The Kitchen Garden – making room for more veg
PUBLISHED: 12:42 14 April 2015 | UPDATED: 12:42 14 April 2015
Belinda Gray’s guide to growing your own
Once the grow-your-own bug has gripped you there is no turning back.
You’ll find your horticultural eye casting over every possible space in the garden to sow a pack of seeds, plant up plug plants, build wigwam supports and train fruit branches along your sunniest walls.
We all have different growing space so whether it be increasing raised beds, digging up a field or planting up pots and hanging baskets – think about your growing space and making the very most of it.
Walls, borders, frames and pots
Vegetable and fruit crops require an open aspect, ideally with exposure to five or six hours of sunlight a day. Shade is not a disaster and green leafy crops like chard, spinach and salad leaves as well as beets, beans, broccoli and radish cope well with a shady site.
If there is space in your borders try planting amid non-edible plants as the great potager gardener Joy Larkcom always did so attractively. The vibrancy of red chard leaves, willowy foliage of Florence fennel and spiky leaves of the globe artichoke all look stunning in the herbaceous border. Try using path edges and borders for creeping herbs like thyme, Alpine strawberry (Fragaria vesca) dwarf lavender and clumps of fragrant garlic chives – they fill gaps and happily self-seed.
Get out a compass and find north, then establish your south and west-facing areas.

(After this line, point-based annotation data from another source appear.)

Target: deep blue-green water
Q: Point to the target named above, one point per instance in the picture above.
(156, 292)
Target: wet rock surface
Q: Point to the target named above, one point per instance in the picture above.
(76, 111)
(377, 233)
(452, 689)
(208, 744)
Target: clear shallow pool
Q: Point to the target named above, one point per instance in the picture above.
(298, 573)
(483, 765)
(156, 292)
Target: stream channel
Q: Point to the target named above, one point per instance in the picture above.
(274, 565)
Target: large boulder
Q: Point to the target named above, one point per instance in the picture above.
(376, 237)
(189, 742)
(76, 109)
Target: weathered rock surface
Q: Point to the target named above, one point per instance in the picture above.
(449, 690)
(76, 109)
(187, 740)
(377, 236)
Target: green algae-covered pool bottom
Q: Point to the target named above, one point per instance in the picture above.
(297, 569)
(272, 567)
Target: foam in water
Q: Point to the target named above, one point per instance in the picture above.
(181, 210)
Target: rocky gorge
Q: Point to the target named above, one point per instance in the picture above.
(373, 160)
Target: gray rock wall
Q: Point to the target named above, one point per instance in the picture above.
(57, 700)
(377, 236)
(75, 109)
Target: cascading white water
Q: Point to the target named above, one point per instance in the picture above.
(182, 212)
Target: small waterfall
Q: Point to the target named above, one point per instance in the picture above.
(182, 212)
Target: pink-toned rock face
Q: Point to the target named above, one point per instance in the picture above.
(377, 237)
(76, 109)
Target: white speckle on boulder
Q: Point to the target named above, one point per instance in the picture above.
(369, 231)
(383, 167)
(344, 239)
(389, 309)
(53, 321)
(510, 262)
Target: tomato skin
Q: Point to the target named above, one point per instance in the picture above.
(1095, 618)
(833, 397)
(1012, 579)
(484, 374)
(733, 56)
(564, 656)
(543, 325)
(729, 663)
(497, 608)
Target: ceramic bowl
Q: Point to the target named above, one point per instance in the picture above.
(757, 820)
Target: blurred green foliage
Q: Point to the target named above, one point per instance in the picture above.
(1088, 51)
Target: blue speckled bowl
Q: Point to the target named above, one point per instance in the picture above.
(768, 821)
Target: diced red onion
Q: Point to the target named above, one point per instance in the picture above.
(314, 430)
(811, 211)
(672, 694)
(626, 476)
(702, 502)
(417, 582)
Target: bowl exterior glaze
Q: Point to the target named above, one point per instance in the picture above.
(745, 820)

Accompanied with shelter these are optimum sites for fruit growing. You may not have wonderfully warm walls, but sturdy fence panels or trellis frames can host a profusion of well-trained fruit grown as fans, espaliers or cordons.
Source award winning and vigorous varieties from specialist fruit nurseries buying bare root for winter planting or more mature container-grown trees or bushes, to re-plant at any time of year. Dig in wooden posts and wire fencing along sunny paths – it’s amazing how many fruits like apples, pears, plums and greengages can be grown on closely spaced cordons.
I enjoy growing as many crops against supports as I can. It adds structure to the garden and the climbing French, Borlotti and runner beans look so pretty when in flower. Use willow, hazel or simple bamboo dug in deeply to avoid crashing over during a windy week. Mini squash and pumpkins of the trailing variety can be snaked upwards, as can the fabulous climbing courgette Trombocino, outdoor cucumber, and, of course, fragrant sweet peas.
Pots and containers are available in so many shapes, styles and sizes adding design interest to your garden. Most kitchen garden crops can be successfully grown in containers, although always follow a few simple rules.
Pots must be free draining, so ensure there are holes in the base. If not, perforate them yourself. Crocks or pebbles in the bottom also stop roots sitting in water, so add them as you fill up with a high fibre, multi-compost.
Pots can dry out with alarming speed on a warm, summer’s day. Line them with a thick layer of perforated plastic to minimize evaporation. Once plants are thriving, mulch the surface too, conserving moisture in the soil with a thick 5-10cm layer – a useful way to reduce watering.